I'm re-reading The People's Music for the umpteenth time on the way into work, light as sharp and crystal clear as Ian MacDonald's prose streaming in from the slow rising sun. His examination of the legacy of Nick Drake is a highly revealing masterpiece of proselytsising for a much-loved artist. Drake's transient and delicate songs obviously spoke very profoundly to the sensitive and depressive MacDonald (he eventually took his own life too, so it's quite haunting to read his descriptions of the troubled singer-songwriter's depression and untimely death). In attempting to understand Drake's enormous popularity to a nineties audience, MacDonald beautifully describes the magical, transcendental feeling he himself has for nature when he is working in his countryside home. It's a similar gulf, he argues, between such contemplative calm and the hustle and bustle of contemporary life (with its "loud, shiny, mechanised musical ethos of shallow excitement; glamour and clamour") as it is from our materialistic, rational culture and that which produced Drake's quiet, spiritual muse.

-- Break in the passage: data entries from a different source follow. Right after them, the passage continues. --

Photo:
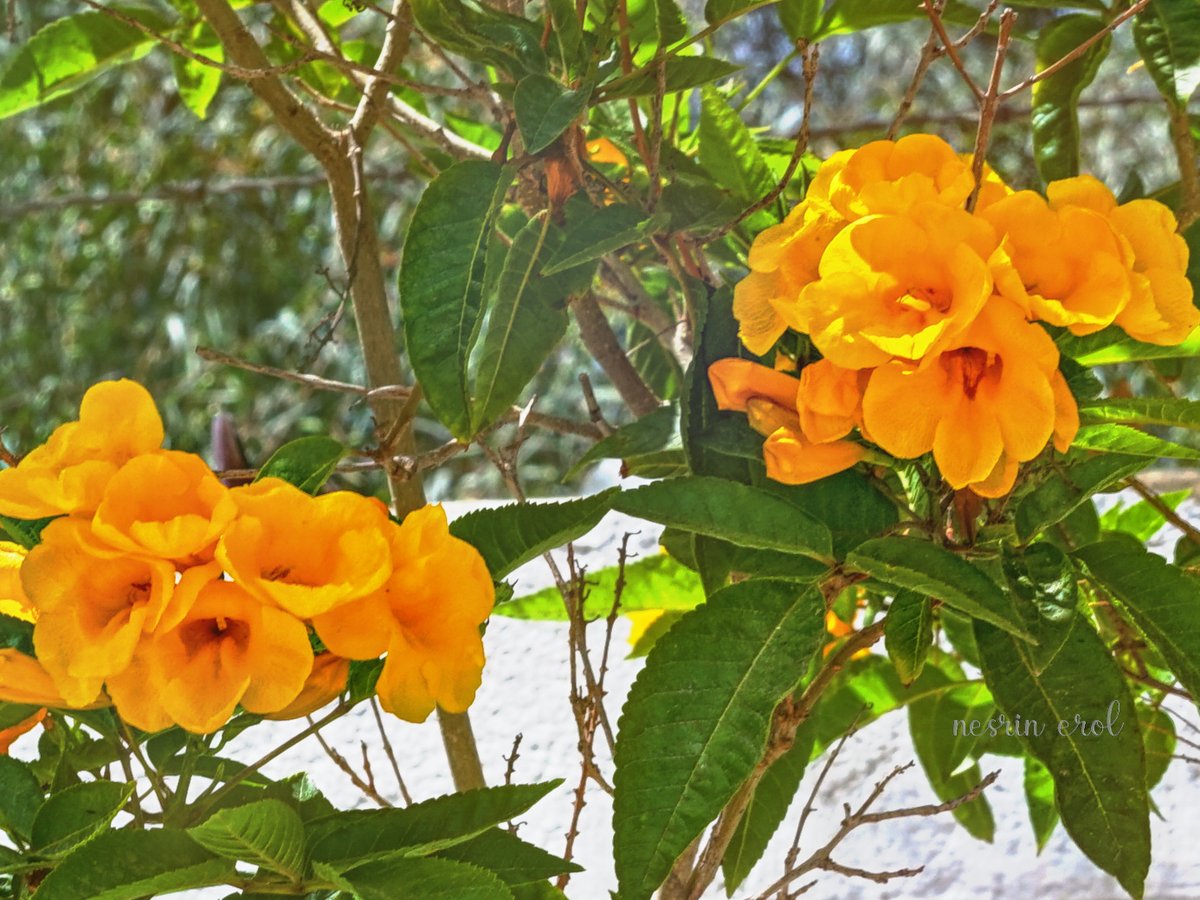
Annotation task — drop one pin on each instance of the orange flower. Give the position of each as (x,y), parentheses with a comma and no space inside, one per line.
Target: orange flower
(989,395)
(426,618)
(1063,265)
(324,684)
(897,286)
(304,553)
(165,504)
(69,473)
(229,648)
(93,606)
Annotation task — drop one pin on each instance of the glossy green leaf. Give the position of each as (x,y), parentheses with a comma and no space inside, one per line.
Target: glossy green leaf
(347,839)
(510,535)
(1159,598)
(1168,37)
(1099,774)
(76,814)
(922,567)
(441,282)
(678,763)
(909,634)
(545,109)
(1055,115)
(657,582)
(306,462)
(268,834)
(131,864)
(69,53)
(730,511)
(1069,487)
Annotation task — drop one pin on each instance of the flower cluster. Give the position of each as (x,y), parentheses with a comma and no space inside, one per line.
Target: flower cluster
(925,315)
(175,598)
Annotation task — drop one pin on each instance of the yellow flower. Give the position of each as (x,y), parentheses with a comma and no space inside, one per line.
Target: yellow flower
(12,595)
(304,553)
(165,504)
(426,618)
(324,684)
(93,606)
(897,287)
(69,473)
(229,648)
(989,395)
(1063,265)
(1161,307)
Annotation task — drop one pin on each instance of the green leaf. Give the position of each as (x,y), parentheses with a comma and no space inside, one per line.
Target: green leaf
(306,462)
(131,864)
(69,53)
(729,153)
(197,82)
(426,879)
(1122,439)
(729,510)
(21,796)
(1159,598)
(682,72)
(268,834)
(1099,778)
(922,567)
(1055,115)
(657,582)
(1168,37)
(1069,487)
(76,814)
(678,763)
(347,838)
(441,281)
(509,537)
(545,109)
(514,861)
(909,634)
(1039,798)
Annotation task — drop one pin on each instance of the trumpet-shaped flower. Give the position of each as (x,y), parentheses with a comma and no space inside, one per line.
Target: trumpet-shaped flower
(897,286)
(988,401)
(165,504)
(304,553)
(118,420)
(426,618)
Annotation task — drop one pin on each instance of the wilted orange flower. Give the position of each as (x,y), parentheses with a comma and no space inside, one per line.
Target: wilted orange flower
(118,420)
(897,286)
(229,648)
(988,395)
(426,618)
(93,607)
(324,684)
(306,553)
(1161,307)
(1066,267)
(165,504)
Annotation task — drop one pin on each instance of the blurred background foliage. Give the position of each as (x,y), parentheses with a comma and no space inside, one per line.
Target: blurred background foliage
(132,232)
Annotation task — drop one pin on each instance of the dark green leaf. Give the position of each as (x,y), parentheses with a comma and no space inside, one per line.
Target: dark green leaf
(1159,598)
(307,462)
(1069,487)
(441,281)
(511,535)
(733,659)
(922,567)
(131,864)
(268,834)
(1055,117)
(77,814)
(730,511)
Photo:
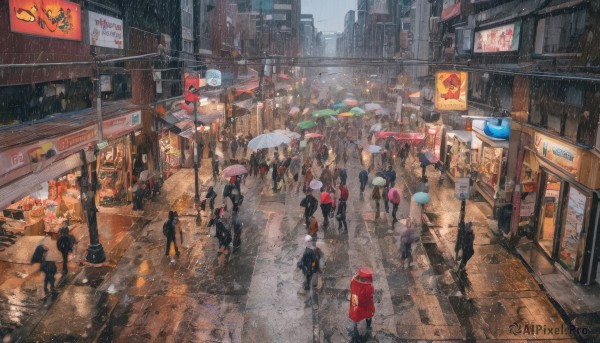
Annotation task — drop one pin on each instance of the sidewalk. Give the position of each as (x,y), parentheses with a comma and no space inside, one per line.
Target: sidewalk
(495,271)
(24,308)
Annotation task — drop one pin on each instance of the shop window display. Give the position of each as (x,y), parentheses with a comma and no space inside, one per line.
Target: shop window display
(573,228)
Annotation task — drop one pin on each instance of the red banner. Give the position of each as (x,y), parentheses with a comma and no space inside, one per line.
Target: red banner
(48,18)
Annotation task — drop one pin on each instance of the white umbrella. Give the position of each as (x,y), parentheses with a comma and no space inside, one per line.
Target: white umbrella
(268,140)
(376,127)
(316,185)
(291,134)
(372,107)
(374,149)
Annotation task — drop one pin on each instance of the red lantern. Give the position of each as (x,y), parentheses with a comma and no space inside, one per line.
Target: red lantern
(191,83)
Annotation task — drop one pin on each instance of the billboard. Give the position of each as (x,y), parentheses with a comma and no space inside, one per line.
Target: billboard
(451,9)
(499,39)
(378,7)
(50,18)
(105,31)
(451,91)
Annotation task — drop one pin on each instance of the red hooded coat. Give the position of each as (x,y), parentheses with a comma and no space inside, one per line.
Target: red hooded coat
(361,296)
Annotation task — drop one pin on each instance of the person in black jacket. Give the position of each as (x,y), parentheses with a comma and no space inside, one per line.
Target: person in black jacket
(310,204)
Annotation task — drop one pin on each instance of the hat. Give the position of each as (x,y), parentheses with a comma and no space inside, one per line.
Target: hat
(365,272)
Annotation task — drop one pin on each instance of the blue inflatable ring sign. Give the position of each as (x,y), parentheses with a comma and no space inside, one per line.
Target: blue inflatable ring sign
(500,131)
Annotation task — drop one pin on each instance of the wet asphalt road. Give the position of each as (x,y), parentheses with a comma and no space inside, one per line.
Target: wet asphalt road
(256,294)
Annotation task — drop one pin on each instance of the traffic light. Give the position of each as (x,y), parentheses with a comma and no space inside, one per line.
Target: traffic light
(191,86)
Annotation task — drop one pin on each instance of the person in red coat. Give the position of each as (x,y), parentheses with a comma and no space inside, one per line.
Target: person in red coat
(361,297)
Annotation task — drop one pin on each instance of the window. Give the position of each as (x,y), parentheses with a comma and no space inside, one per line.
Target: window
(562,33)
(569,109)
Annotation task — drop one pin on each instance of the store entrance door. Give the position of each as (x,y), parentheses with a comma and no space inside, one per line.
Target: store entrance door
(549,224)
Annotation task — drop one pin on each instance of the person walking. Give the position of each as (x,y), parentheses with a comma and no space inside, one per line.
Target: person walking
(49,269)
(341,208)
(169,231)
(237,233)
(310,261)
(466,250)
(376,196)
(407,238)
(65,243)
(310,205)
(326,205)
(362,305)
(363,177)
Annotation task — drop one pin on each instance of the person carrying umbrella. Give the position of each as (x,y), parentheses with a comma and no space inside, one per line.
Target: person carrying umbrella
(326,205)
(394,197)
(363,177)
(341,208)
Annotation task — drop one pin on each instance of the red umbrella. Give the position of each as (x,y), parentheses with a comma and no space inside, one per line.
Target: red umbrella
(313,135)
(234,170)
(394,195)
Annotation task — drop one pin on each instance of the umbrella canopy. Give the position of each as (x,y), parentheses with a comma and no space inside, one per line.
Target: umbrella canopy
(374,149)
(372,107)
(312,135)
(316,185)
(268,140)
(376,127)
(394,195)
(379,181)
(234,170)
(324,113)
(307,124)
(291,134)
(351,102)
(421,198)
(331,121)
(357,111)
(382,112)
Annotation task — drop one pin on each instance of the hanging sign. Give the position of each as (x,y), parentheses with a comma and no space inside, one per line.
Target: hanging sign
(213,77)
(50,18)
(105,31)
(451,91)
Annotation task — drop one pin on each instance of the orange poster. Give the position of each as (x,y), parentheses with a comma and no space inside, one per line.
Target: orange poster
(49,18)
(451,91)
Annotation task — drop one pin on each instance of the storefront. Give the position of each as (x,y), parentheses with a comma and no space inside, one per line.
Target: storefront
(121,160)
(458,153)
(490,166)
(558,183)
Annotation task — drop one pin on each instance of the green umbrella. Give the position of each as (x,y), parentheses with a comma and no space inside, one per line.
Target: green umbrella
(324,113)
(357,111)
(307,124)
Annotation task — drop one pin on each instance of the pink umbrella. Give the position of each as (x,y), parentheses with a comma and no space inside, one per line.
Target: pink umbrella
(313,135)
(394,195)
(234,170)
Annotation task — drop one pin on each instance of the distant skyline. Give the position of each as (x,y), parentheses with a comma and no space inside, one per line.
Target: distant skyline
(328,14)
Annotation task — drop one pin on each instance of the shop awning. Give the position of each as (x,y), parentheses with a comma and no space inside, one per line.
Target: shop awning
(31,183)
(493,142)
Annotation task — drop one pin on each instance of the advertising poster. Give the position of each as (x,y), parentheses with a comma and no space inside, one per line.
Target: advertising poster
(451,9)
(499,39)
(451,91)
(50,18)
(573,228)
(105,31)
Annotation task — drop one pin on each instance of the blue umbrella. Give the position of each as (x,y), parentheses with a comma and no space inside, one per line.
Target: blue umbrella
(421,198)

The essay that gives the volume its title posits the familiar old fogey's refrain: pop music has been in serial decline since its 1965-67 heyday. It's a boring and elitist position, I know, but you can't shrug off someone with MacDonald's breadth of subject knowledge. His logic is simple - as in other fields of creative endeavour, it's become easier and easier for anyone, regardless of talent, to make popular music and to be heard. This has inevitably led to a diminution in the quality of what has been produced. MacDonald highlights several factors for this decline. The general slide in standards since the war (and, tellingly, The Bomb) has largely been brought about by the crumbling of the rigid old order of deference. In a more visual culture, people no longer listen as intently as they did. The sixties was an optimistic era in which artists were always looking futureward, demanding new sounds, new techniques, whereas at the time of MacDonald's writing, the popular culture was in the clutches of a cabal of list-making, backward looking children of the 70s intent upon justifying their own youth by constantly rehashing their "so bad it's good" nostalgia. Oh, and punk and sequencers have played their part too.

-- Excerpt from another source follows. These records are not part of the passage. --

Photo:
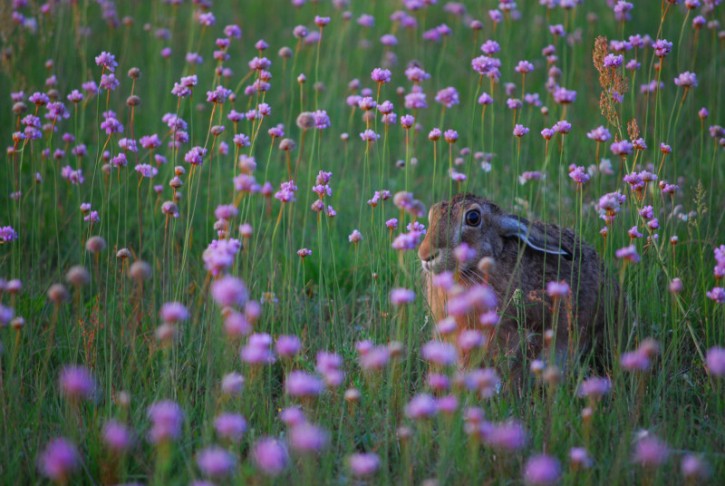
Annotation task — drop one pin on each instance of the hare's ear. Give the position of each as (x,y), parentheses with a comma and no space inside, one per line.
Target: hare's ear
(515,227)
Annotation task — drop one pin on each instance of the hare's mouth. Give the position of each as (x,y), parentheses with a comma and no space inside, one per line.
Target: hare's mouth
(432,263)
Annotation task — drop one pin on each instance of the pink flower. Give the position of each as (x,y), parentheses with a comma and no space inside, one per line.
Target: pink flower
(381,75)
(448,97)
(520,130)
(715,361)
(558,289)
(628,253)
(579,175)
(355,237)
(401,296)
(524,67)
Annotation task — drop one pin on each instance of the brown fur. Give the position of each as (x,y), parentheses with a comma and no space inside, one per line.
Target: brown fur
(581,318)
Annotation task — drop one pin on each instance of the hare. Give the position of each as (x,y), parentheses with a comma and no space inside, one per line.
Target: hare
(521,255)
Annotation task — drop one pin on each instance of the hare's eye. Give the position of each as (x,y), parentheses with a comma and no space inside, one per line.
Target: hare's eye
(473,217)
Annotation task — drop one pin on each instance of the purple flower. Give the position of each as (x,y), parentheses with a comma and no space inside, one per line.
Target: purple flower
(401,296)
(146,170)
(206,19)
(216,462)
(448,97)
(717,294)
(416,99)
(416,74)
(613,60)
(229,291)
(76,383)
(450,136)
(407,121)
(579,175)
(355,237)
(628,253)
(490,47)
(109,82)
(166,419)
(286,192)
(542,470)
(321,119)
(7,234)
(59,459)
(219,95)
(562,126)
(686,80)
(564,96)
(230,426)
(487,66)
(381,75)
(369,136)
(485,99)
(363,464)
(270,456)
(232,384)
(514,103)
(520,130)
(524,67)
(195,156)
(662,47)
(107,61)
(117,436)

It's hard to disagree with the thrust of MacDonald's assessment. He cites the biography test: the big names of jazz, for example, whose lives and work warrant hefty biographical tomes rolls off like a rote-learned litany - Armstrong, Ellington, Parker, Davis, Coltrane...and so on. Who might we add from today? Wynton Marsalis? The field of pop would suffer similarly, the argument goes - and, apologies to Tim, but will the life and works of Thom Yorke or Frank Ferdinand engross in the same way that those of (off the top of head) Iggy Pop, Bryan Ferry, David Bowie, John Lennon, Brian Wilson, Janis Joplin, Pete Townshend (and many, many more) do? Individualism has never been more prized in our culture, MacDonald goes on, and yet, perversely, with less to kick out against, that sense of individualism is shallower than it was in the era when to follow one's own path was more of a threat to the prevailing social order, and thus less encouraged. As our individual development encounters fewer barriers, we find ourselves more readily - but this ease comes at a cost; with fewer character building hurdles placed in our way, we inevitably develop less character. Or so the logic goes. The depth of our culture suffers accordingly. The weight of previous achievement stifles the new and there are fewer artists commanding enough to punch with the weight of a Dylan or a Lennon; because, quite simply, they just don't make 'em like that anymore...
Reading this, I start thinking about transcendence and time and my own songwriting, which has always owed a massive debt to what came before. MacDonald highlights Bowie and Ferry's ability to create futurism from an ironic nostalgia and I start thinking wouldn't it be great if you could write a sci-fi country & western song? And then I realise that Bowie's already done it. And in the split second it takes me to recall the title, the clip clop, click guitars of the opening of 'Drive in Saturday' come up on my shuffle-set i-Pod, as if summoned up telekinetically from another realm.